- Church: Catholic Church; Latin Church;
- Archdiocese: Owerri
- Appointed: 6 March 2022
- Installed: 23 June 2022
- Predecessor: Anthony John Valentine Obinna
- Successor: incumbent
- Other posts: Apostolic Administrator of Ahiara (2018‍–‍present); President, Catholic Bishops' Conference of Nigeria (2022‍–‍present);
- Previous post: Bishop of Umuahia (1990‍–‍2018);

Orders
- Ordination: 16 April 1977
- Consecration: 1 July 1990 by Paul Fouad Naïm Tabet, Anthony Gogo Nwedo, Albert Kanene Obiefuna

Personal details
- Born: 13 January 1952 (age 74) Naze, Nigeria

= Lucius Iwejuru Ugorji =

Nigerian Catholic prelate (born 1952)

Lucius Iwejuru Ugorji (born January 13, 1952) is a Nigerian prelate of the Catholic Church who serves as the Archbishop of the Latin Church archdiocese of Owerri in Imo State, Nigeria.

In 2022, he was appointed as the president of the Catholic Bishops' Conference of Nigeria (CBCN). He followed on from the previous president, Augustine Obiora Akubeze.

== Clerical career ==
Lucius Iwejuru Ugorji was ordained a priest on April 16, 1977.

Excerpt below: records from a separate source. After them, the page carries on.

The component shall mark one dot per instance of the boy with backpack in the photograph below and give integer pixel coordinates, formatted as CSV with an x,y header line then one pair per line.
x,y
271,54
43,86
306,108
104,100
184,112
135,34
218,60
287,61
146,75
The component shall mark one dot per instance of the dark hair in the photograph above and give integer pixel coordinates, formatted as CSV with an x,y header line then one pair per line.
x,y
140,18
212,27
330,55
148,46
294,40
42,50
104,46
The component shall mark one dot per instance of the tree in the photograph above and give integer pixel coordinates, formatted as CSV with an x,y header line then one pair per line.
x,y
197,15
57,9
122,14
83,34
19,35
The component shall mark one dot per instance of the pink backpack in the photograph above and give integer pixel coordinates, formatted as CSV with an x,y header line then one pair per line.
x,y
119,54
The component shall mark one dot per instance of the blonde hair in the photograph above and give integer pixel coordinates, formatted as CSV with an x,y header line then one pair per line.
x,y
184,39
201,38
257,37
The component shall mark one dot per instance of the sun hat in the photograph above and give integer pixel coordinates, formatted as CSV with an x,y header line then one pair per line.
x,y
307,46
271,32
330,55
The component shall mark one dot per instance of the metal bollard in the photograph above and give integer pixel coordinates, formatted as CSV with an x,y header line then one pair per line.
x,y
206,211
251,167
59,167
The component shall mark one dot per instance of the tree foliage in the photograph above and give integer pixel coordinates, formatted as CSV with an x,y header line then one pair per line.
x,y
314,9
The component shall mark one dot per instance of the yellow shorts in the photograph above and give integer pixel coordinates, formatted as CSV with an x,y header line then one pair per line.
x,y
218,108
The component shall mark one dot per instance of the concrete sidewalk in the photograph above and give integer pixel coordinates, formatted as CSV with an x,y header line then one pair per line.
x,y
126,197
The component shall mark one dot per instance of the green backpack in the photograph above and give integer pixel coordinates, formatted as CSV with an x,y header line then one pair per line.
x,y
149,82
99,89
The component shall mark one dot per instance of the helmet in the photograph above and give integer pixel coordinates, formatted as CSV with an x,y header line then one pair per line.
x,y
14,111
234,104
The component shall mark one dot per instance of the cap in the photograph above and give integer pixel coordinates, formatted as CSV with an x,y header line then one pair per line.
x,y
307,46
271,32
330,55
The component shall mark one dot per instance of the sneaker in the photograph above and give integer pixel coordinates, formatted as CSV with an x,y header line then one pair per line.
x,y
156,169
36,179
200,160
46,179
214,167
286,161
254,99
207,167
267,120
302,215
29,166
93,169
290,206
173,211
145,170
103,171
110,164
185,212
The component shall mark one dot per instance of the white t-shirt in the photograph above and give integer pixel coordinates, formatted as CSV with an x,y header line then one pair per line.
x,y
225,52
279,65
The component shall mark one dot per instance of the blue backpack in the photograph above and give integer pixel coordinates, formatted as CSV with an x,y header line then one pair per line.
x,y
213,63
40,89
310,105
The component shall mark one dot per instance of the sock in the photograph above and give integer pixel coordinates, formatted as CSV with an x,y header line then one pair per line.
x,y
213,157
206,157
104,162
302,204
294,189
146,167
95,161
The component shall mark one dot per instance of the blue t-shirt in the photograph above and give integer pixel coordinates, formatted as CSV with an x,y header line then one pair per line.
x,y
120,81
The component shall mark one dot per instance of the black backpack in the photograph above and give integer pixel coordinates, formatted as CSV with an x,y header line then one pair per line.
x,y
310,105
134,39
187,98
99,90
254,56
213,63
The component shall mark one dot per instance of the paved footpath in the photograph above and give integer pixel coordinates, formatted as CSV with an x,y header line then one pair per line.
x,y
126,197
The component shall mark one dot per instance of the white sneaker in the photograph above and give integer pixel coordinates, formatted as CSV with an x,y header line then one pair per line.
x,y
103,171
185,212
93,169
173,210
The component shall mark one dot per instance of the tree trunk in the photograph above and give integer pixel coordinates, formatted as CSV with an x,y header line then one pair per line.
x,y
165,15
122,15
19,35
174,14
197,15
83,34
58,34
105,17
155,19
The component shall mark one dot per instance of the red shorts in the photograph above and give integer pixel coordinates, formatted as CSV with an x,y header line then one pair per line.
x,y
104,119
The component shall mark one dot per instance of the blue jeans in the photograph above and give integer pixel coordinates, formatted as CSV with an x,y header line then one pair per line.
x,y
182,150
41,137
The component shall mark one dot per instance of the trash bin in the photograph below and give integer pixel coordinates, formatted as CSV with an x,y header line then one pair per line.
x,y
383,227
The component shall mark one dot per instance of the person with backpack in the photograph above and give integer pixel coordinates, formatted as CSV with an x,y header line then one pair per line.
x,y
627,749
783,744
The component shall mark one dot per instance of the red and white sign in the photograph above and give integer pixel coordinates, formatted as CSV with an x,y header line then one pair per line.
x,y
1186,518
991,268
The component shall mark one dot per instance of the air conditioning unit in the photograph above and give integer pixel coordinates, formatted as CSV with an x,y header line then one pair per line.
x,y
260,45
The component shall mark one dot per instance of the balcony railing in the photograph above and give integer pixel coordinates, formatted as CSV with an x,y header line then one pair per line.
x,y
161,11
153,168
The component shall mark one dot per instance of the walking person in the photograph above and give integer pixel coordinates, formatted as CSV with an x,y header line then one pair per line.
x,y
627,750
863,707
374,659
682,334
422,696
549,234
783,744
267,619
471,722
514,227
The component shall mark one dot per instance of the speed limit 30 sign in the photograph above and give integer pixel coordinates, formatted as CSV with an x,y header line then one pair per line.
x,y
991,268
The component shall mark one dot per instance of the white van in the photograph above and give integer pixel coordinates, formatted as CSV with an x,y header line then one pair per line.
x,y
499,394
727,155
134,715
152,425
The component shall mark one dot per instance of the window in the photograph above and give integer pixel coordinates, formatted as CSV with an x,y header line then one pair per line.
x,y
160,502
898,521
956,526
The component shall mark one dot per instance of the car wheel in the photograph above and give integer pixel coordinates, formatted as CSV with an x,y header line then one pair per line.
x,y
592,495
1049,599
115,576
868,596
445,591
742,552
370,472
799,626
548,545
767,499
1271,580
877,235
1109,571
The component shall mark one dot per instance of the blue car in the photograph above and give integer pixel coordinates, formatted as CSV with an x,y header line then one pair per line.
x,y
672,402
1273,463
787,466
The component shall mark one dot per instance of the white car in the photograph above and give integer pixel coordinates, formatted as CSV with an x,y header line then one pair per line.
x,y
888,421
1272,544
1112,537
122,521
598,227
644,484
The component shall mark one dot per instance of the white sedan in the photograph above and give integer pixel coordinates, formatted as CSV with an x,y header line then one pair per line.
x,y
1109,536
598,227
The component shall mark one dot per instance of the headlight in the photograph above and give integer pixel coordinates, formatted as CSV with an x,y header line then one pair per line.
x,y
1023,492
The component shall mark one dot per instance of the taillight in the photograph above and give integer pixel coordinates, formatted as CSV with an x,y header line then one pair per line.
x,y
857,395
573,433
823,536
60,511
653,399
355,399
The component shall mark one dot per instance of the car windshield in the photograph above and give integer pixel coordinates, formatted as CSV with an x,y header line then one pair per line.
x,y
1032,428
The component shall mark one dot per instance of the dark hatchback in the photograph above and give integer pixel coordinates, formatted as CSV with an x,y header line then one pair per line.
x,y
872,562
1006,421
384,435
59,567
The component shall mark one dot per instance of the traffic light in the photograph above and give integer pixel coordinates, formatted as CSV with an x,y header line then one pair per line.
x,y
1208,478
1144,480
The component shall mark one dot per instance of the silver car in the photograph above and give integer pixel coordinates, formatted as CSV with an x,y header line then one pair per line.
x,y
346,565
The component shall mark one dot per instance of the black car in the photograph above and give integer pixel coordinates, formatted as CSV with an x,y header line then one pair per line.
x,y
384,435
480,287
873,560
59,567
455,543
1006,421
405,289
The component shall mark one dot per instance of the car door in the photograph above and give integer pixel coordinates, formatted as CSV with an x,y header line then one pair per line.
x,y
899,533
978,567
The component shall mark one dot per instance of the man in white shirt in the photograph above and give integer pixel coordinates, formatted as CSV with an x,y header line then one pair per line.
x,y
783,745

On April 2, 1990, Pope John Paul II appointed him Bishop of Umuahia. The Apostolic Pro-Nuntius in Nigeria, Archbishop Paul Fouad Tabet, consecrated him bishop on July 1 of the same year in Umuahia Cathedral; co-consecrators were the Bishop of Awka, Albert Kanene Obiefuna, and the Bishop Emeritus of Umuahia, Anthony Gogo Nwedo.

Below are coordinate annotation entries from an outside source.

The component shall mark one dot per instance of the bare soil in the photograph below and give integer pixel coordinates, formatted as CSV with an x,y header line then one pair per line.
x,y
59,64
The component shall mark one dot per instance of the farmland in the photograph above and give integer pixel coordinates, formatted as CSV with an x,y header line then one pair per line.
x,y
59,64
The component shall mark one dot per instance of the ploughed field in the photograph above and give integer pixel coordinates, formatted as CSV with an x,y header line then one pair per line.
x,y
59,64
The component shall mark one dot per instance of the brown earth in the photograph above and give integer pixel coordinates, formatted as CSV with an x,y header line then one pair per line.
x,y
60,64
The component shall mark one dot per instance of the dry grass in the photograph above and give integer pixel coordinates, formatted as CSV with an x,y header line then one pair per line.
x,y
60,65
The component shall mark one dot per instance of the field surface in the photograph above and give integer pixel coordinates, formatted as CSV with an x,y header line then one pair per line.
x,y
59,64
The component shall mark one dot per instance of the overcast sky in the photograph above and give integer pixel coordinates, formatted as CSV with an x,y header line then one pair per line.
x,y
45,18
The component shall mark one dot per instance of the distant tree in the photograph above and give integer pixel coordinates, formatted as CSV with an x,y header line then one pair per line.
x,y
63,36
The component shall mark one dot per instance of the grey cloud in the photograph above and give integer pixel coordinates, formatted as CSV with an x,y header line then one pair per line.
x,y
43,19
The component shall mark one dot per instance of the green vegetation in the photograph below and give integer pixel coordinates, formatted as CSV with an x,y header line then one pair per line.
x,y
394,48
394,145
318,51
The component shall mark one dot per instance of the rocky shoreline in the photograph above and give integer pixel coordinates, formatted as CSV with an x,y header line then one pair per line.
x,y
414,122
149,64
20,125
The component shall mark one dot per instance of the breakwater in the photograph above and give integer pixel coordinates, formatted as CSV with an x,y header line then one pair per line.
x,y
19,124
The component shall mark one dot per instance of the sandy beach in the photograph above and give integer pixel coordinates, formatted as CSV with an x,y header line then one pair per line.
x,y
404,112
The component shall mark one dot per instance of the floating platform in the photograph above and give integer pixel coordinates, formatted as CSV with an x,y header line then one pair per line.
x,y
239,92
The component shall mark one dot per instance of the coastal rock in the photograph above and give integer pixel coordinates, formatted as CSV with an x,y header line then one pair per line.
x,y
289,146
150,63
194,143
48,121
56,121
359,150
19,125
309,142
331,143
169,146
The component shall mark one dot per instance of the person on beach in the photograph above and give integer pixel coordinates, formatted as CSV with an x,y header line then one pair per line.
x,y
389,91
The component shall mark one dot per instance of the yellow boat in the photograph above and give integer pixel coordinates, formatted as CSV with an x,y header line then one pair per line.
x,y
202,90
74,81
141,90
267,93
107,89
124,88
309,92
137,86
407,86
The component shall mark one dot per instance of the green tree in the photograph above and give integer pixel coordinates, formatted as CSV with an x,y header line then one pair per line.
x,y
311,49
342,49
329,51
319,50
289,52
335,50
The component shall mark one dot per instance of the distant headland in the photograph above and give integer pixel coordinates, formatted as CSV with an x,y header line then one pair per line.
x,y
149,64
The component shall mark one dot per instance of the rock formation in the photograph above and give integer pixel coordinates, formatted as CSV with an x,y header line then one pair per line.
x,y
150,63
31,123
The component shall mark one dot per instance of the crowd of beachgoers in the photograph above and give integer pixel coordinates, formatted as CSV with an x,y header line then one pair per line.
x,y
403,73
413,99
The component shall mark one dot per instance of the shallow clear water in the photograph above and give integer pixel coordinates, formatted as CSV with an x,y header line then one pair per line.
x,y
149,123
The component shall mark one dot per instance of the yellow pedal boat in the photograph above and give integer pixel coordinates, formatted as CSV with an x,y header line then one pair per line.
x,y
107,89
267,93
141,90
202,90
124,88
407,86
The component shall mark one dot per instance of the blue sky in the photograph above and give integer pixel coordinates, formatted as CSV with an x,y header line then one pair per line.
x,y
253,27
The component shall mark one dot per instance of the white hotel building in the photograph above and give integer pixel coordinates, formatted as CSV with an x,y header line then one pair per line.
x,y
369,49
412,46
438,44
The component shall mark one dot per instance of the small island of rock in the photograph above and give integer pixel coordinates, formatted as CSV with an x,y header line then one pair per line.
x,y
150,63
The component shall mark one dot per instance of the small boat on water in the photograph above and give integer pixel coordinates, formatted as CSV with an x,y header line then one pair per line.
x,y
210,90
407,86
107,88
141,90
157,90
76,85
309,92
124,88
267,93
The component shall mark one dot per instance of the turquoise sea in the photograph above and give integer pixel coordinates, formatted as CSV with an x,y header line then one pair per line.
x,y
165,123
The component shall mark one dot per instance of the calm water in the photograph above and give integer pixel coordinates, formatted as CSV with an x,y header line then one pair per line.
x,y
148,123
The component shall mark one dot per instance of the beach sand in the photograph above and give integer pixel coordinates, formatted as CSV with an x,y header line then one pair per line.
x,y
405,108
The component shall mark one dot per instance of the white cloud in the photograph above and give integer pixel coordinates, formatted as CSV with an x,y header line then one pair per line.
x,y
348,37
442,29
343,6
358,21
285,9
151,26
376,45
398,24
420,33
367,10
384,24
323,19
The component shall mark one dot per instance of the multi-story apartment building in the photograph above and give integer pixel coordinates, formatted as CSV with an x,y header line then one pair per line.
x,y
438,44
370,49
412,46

Pope Francis additionally appointed him Apostolic Administrator of the Diocese of Ahiara on February 19, 2018, for the duration of a vacancy that came about due to the crisis surrounding Peter Okpaleke, the bishop who was rejected by many priests in the diocese due to his ancestry.

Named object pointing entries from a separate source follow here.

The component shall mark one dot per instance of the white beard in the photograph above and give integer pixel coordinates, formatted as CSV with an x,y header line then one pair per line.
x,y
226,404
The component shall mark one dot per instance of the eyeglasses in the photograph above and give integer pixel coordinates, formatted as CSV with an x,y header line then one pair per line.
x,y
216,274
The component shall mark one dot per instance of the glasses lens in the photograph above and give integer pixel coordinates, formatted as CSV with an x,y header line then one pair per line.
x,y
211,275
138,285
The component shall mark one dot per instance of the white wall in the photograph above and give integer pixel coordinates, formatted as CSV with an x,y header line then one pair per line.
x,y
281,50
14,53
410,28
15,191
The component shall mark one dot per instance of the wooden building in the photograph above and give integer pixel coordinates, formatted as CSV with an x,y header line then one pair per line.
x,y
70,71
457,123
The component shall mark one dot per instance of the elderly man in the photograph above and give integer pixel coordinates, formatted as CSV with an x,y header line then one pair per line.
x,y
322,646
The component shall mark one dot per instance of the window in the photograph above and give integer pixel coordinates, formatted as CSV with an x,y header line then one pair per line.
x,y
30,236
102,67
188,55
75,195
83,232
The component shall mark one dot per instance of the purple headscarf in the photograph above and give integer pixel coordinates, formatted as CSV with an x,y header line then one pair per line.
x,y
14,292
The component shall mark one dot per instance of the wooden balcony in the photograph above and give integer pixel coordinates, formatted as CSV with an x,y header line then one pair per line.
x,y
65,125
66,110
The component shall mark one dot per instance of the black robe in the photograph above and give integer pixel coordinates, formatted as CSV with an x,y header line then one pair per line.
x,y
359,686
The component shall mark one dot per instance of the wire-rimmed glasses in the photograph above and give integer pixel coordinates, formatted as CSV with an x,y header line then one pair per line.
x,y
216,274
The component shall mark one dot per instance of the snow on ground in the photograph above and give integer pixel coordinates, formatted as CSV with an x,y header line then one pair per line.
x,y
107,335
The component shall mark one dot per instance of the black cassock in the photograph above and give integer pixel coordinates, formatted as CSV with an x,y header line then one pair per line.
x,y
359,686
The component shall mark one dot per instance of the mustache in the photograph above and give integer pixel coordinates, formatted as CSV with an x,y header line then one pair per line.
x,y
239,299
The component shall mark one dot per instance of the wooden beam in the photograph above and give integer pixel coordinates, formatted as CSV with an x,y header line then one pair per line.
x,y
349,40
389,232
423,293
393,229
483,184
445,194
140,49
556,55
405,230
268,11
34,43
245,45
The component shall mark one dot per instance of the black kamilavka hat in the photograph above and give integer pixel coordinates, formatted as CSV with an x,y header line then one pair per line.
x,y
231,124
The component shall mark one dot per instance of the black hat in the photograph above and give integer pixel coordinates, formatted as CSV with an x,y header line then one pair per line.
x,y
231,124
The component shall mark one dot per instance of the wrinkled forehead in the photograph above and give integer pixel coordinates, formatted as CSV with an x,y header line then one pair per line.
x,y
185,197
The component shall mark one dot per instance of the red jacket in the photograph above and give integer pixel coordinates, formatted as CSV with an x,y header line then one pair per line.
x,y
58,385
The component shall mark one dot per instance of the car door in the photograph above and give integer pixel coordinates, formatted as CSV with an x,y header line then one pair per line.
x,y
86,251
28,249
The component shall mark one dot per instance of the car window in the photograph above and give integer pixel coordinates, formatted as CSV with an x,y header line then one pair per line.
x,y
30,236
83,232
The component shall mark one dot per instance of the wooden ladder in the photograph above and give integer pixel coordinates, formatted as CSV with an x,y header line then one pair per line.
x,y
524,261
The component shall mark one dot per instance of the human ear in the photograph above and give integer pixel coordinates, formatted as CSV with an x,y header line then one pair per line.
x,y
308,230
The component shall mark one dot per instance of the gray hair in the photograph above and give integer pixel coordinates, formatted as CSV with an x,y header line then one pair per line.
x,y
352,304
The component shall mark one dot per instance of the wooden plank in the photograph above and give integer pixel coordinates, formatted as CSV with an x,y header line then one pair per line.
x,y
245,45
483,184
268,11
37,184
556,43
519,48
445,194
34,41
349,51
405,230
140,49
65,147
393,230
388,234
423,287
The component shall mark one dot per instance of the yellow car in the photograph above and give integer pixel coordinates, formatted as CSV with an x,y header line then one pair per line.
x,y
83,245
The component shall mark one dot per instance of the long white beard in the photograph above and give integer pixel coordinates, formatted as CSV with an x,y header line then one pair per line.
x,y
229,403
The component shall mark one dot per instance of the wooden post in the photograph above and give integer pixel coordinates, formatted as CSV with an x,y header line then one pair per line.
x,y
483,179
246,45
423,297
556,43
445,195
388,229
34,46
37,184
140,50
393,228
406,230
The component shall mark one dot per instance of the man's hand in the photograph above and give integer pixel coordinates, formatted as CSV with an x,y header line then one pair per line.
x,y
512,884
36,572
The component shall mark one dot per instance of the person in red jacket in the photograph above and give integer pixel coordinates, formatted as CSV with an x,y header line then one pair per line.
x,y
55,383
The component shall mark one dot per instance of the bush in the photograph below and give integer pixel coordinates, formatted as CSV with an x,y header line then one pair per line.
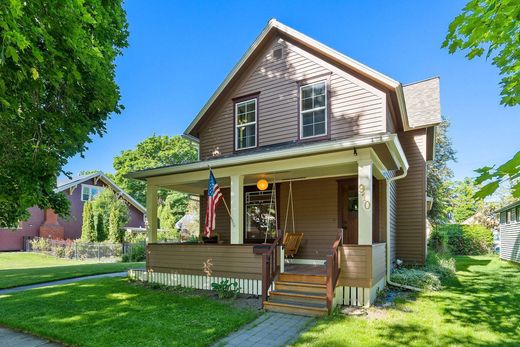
x,y
226,289
460,239
417,277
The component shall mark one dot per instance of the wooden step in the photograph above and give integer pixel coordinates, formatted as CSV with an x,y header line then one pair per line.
x,y
291,308
289,277
299,287
305,298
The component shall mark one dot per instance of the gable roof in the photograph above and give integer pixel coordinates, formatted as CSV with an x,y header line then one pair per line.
x,y
423,103
273,27
66,184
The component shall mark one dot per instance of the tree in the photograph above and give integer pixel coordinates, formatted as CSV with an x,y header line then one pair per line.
x,y
492,27
57,89
88,228
103,204
463,203
439,175
153,152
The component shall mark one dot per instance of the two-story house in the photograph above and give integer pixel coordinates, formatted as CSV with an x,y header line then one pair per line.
x,y
344,151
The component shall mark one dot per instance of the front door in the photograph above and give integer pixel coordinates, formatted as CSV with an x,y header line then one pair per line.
x,y
348,210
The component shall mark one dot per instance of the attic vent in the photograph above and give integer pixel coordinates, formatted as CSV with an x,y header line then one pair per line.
x,y
278,53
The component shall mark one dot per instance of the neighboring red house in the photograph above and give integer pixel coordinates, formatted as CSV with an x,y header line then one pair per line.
x,y
46,223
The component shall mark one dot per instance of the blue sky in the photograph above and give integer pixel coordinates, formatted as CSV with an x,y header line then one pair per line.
x,y
180,51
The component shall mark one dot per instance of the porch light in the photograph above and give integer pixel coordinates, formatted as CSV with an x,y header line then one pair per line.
x,y
262,184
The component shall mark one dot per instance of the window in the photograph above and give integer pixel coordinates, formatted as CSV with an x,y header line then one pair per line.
x,y
89,192
313,110
245,121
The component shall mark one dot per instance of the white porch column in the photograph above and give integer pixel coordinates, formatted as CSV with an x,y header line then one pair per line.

Pope Francis appointed Ugorji archbishop of Owerri on March 6, 2022.

== Suspected plagiarism ==
Ugorji's dissertation on the ethical principle of double effect was submitted to Bruno Schüller (1925–2007) at the University of Münster in 1984, and published as a book in 1985. It was well-received by several moral theologians but Alkuin Schachenmayr noted in a 2022 essay in Forum Katholische Theologie that numerous passages of the doctoral thesis were originally published by other authors, although Ugorji presented their texts as his intellectual property. Several parts were copied from popular reference works, other parts from an American dissertation published in 1935.